Published online by Cambridge University Press: 17 February 2024
Abstract: The ‘regular’, ‘repellent’, and ‘redemptive’ death images and their corresponding conceptual modes (social death, bodily death and non-death) provide a useful articulation of reoccurring themes present in the wide variety of images found in the Office of the Dead. This articulation draws out some of the fundamental ways we understand the world and death in it: through our relationships with one another, as occupants of a mortal coil, and in relationship to God. The three concepts of death explored here are not exclusive of one another but are found with endless variety and combination. The images support a hermeneutic process each time the reader returns to the images and continues the work of imaginative interpretation.
Keywords: medieval, ritual, identity, experience of death
Death is hard to understand. The word is used to describe many things: an event (a death), a post-life state of being (death), a community (the dead), and a villain with scythe in hand (Death).
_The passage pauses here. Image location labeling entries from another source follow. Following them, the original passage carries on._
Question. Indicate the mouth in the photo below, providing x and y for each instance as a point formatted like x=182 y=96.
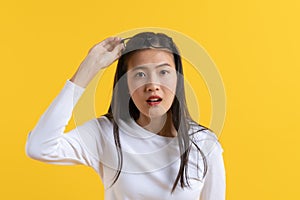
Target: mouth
x=154 y=100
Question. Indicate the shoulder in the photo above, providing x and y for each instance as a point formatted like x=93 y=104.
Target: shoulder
x=104 y=122
x=204 y=139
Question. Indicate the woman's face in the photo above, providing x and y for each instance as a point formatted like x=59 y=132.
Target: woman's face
x=152 y=79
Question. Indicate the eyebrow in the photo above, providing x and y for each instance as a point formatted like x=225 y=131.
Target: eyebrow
x=145 y=66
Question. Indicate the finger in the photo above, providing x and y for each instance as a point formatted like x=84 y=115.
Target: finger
x=117 y=51
x=111 y=43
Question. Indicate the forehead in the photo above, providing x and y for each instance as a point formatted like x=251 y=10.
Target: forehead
x=150 y=57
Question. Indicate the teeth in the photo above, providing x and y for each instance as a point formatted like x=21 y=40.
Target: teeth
x=153 y=100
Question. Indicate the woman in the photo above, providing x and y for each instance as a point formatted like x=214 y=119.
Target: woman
x=146 y=146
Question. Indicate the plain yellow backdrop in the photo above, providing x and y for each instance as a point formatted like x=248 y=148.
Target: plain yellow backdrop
x=255 y=45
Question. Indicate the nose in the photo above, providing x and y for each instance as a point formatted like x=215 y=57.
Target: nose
x=151 y=87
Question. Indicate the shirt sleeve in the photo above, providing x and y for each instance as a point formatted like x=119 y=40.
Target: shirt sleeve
x=48 y=143
x=215 y=184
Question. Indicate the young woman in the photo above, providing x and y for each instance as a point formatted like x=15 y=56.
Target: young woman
x=146 y=146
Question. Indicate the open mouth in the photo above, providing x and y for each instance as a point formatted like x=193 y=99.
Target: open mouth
x=154 y=101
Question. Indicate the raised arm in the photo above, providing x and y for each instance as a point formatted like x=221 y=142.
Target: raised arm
x=47 y=142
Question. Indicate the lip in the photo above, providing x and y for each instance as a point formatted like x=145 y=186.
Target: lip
x=154 y=103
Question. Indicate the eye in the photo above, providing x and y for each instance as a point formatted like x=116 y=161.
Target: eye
x=140 y=74
x=164 y=72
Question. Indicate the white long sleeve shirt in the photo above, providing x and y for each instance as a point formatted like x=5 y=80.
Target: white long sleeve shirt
x=150 y=161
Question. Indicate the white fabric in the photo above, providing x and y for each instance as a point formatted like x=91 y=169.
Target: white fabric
x=150 y=164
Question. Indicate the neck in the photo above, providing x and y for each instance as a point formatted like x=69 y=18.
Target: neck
x=162 y=125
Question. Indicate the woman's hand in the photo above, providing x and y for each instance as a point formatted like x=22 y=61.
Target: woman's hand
x=99 y=56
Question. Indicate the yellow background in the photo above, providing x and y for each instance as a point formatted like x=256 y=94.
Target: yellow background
x=255 y=45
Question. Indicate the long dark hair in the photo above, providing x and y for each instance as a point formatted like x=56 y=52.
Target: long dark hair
x=122 y=109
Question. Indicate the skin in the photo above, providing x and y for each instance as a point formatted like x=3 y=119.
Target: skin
x=152 y=72
x=155 y=119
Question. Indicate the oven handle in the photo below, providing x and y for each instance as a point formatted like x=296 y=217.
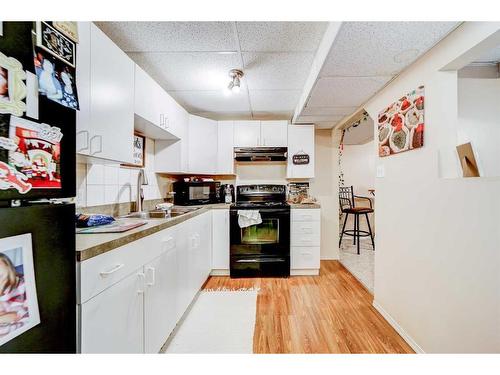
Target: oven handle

What is conveyed in these instances – a task that you do yourself, a state of being, a collective identity, an autonomous agent active in the world – are different facets of the complex of ideas that together comprise ‘death’. Our perceptions of these facets are subtly different (active versus passive, natural versus supernatural, solitary versus participatory, sudden versus expected, process versus event, concrete versus abstract, etc.), and how we interpret the nuance of each use of the word impacts how we respond to it. Medieval readers of the Office of the Dead engaged with the images and texts of the Office to explore these nuances, navigating through them to an understanding of death that would respond to their own situation and experience as well as to the broader devotional landscape.
It is not easily done. We cannot familiarize ourselves with the realities of our own death because we cannot experience it in advance. We can only get at this knowledge sideways, drawing on analogous experiences such as the death of a loved one or engaging with representations of death, textual and image-based such as those found in the Office of the Dead in Books of Hours. These tools give us access to deaths external to ourselves.